UTILITY AND RISK RETURN PROFILE OF BASIC PRODUCTS
PURE INSURANCE:
Pure Insurance is purely meant to cover the various risks we face in our day to day life. We all face the risk of untimely death, diagnosis of critical disease and sudden disability due to accident or chronic diseases. At risk are our family’s income in the event of breadwinner’s untimely death and our years of savings that can be drained out suddenly in the event of hospitalization or in treatment of chronic diseases etc.

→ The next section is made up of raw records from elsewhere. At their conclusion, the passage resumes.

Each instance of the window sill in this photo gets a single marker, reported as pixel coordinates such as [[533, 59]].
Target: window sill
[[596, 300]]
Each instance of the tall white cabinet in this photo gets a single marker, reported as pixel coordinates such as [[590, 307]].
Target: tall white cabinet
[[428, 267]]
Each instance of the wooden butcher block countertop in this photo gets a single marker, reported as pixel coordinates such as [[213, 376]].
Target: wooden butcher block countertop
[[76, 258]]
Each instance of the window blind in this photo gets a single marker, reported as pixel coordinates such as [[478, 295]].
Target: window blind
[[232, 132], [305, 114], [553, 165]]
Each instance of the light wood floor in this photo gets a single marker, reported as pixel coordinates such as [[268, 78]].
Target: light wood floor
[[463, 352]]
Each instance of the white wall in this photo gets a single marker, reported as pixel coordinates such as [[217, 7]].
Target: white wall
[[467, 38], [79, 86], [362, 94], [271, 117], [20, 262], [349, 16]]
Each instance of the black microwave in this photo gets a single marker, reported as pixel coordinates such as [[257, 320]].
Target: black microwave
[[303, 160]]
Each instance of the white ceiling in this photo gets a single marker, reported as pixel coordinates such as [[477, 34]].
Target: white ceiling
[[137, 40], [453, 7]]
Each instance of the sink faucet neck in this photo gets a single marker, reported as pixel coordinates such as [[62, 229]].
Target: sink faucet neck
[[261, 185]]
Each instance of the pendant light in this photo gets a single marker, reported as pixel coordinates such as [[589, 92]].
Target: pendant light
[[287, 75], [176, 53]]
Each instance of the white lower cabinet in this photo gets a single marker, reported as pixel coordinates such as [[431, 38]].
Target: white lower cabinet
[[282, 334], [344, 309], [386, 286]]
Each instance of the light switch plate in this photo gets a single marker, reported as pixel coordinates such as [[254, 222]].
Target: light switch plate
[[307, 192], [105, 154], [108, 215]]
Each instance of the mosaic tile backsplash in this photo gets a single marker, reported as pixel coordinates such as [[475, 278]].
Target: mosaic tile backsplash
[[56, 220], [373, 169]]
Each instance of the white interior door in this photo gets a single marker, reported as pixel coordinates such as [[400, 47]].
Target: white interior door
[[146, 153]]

Pure insurance helps us in coverage of these risks at low cost in order to protect our family’s income in the event of bread winner’s sudden demise and economic assistance in the event of hospitalization etc. Insurance is not an investment product.
PURE DEBT (SAFE INVESTMENTS)
All savings and investments products where returns are fixed for a fixed tenure are pure debt instruments. These are considered safe investments. Highest the safety, lowest the returns is a fundamental rule of investment world. These are not considered suitable to earn inflation beating returns in longer term. Post Office savings products like PPF, NSC, Time deposit and Bank FDs & Government of India Bonds fall under this category.
PURE EQUITY (RISKY INSTRUMENTS)
Stock market related investment options that carry high risk with potential of earning higher returns are called pure equity. Shares and stocks and mutual funds Equity schemes fall under this category. These are long term investment options. Risk in these investments reduces as the time horizon increases. These are considered to be earning inflation beating returns in long term. Since there is no guarantee, hence demands highly skilled management.